Ember most probably thought that most he met didn’t even wear knickers, in case they missed their chance with him while getting them down. Ralph Ember behaved nonstop like he had an iron duty to stuff any woman he considered OK, because she’d be longing for him so bad, the way troops wounded in no man’s land during the Great War longed for stretcher bearers. Manse felt true disgust at Ember’s attitude, and knew he couldn’t share it, didn’t wish to share it. In fact, this attitude reminded Manse of certain animals, which shouldn’t be blamed, because nature made them like that, so the breed would continue. For them it was fuck and get fucked or die out, such as the dinosaurs. But human beings ought to go more gradual at first. Manse believed in delicacy.

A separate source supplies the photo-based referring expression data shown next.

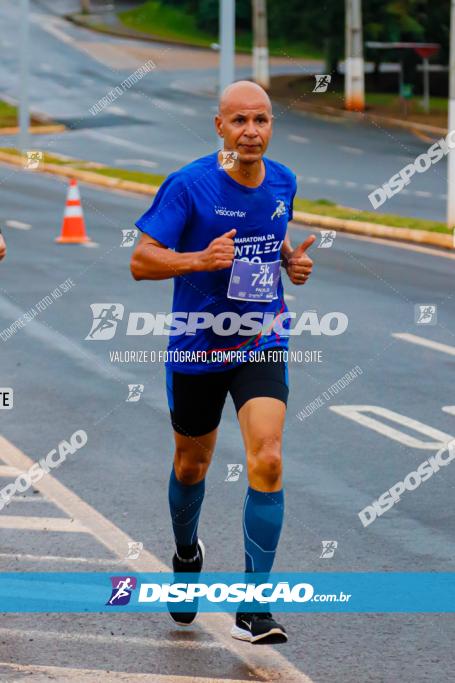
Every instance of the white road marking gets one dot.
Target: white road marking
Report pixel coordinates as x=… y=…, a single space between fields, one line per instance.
x=42 y=524
x=116 y=110
x=263 y=662
x=6 y=471
x=19 y=225
x=421 y=341
x=357 y=414
x=153 y=151
x=43 y=674
x=350 y=150
x=138 y=162
x=60 y=558
x=28 y=499
x=298 y=138
x=110 y=640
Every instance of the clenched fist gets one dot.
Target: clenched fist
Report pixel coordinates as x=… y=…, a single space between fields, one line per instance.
x=299 y=264
x=219 y=254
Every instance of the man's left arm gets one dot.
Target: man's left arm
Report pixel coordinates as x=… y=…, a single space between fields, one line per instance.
x=2 y=246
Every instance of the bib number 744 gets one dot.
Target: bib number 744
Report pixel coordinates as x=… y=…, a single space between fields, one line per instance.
x=263 y=277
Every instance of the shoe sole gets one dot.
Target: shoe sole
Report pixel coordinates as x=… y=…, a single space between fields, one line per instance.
x=189 y=623
x=274 y=636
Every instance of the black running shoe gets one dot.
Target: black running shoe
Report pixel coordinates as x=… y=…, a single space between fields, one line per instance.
x=258 y=628
x=193 y=565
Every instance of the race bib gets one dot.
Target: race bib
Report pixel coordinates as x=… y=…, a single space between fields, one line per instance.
x=254 y=281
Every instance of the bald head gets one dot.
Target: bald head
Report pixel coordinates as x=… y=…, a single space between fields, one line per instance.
x=244 y=95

When the secretary had left, Joan Fenton said she thought she could conclude the settlement soon with Sybil at £38,320. The will didn’t vary the payments to Carmel, Patricia and Lowri: kept them all on a thirtieth share, as suggested earlier. Joan had decided it might start what she called costly ‘envy actions’ if there were differences. Manse agreed with this. He couldn’t of picked one as deserving extra, anyway. They’d all been very positive and cheery, but never rowdy or careless with breakables, real pluses at the rectory, and clean. Manse would hate to think of these three bitter and squabbling because the will paragraphs dealing with them was skew-whiff. If one or more predeceased, their cut would go back into the general pot, not to the girl or girls still alive. It would seem wrong for one or two of them to profit on their own from a previous death.
‘Should there be something kindly in the will for Syb?’ Manse said. ‘Not big, but, like a gesture?’
‘What type of gesture?’
‘Sort of to say that not all our time together was bad. You know, “Let bygones” and such.’